Correspondence analysis learners types by error types
Correspondence Analysis (learners types by error types)

Some general remarks
Some General Remarks

  On the whole, identifying errors at 3 levels seems to be working well in our cognitive model. So far we've not covered errors at the discourse level, because,

    • It is difficult to set down the standards for “native-like selection” as defined by Pawley and Syder (1983);

    • It is even more difficult for Chinese markers of errors to observe the standards.

  The grouping of errors is not as clear-cut as what we've thought. Very often the same type of error can be put into different categories or the same type of errors can occur at 3 different levels depending on the situations. We can only say this is done according to the main tendency.

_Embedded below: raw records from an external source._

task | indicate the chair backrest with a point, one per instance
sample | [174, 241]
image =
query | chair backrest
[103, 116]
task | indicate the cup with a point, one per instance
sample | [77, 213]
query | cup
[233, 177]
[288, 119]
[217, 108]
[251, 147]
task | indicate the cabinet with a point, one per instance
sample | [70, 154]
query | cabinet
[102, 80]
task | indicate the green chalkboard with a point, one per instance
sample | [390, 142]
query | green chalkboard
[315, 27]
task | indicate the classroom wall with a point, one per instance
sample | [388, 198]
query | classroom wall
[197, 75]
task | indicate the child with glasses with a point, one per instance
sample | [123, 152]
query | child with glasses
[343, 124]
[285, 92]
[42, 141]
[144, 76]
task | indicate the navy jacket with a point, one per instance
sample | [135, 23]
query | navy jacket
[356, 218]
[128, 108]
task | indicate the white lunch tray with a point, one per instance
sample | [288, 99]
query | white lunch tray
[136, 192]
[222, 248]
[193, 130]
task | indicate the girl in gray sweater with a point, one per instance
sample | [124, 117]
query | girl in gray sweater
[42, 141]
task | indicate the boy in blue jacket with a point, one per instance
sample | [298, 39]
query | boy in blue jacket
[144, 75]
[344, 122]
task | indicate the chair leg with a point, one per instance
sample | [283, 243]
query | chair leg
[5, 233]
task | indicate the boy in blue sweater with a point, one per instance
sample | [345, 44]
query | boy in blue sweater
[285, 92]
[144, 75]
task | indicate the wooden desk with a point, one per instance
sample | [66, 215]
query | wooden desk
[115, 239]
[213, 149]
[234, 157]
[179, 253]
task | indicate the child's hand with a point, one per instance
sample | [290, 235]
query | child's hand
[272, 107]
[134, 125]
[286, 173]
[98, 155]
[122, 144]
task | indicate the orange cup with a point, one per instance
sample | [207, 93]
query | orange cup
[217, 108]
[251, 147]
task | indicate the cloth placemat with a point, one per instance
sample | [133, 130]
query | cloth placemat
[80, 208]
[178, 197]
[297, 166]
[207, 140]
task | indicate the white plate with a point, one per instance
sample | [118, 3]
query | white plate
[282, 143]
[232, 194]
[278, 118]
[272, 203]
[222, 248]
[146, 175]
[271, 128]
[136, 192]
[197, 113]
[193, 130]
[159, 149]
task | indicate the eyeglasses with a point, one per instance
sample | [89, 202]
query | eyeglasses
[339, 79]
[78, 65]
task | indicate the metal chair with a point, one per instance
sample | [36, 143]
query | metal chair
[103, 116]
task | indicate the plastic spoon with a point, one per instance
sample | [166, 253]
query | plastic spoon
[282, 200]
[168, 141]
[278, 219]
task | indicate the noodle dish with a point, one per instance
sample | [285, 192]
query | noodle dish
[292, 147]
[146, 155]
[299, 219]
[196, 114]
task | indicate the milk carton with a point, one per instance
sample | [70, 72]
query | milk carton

  • At every level, language transfer seems to play an important role. This is because the adult learners have set up their L1 (more complete) linguistic system and are in the process of setting up another linguistic system (rather incomplete). As mature learners, when they want to express their complex thinking, they often fall back on using the linguistic system that is more familiar to them.

  • Occurrences of errors depend very much on the writing task and the learner’s certainty of fulfilling the task. They may not be an indication of the language proficiency of the learners. CET learners tend to commit more lexico-grammatical errors because their data were collected mainly from CET compositions.

  • This points to the necessity of inclusion of more learner data, so that we can have a more balanced collection of error types for further investigation.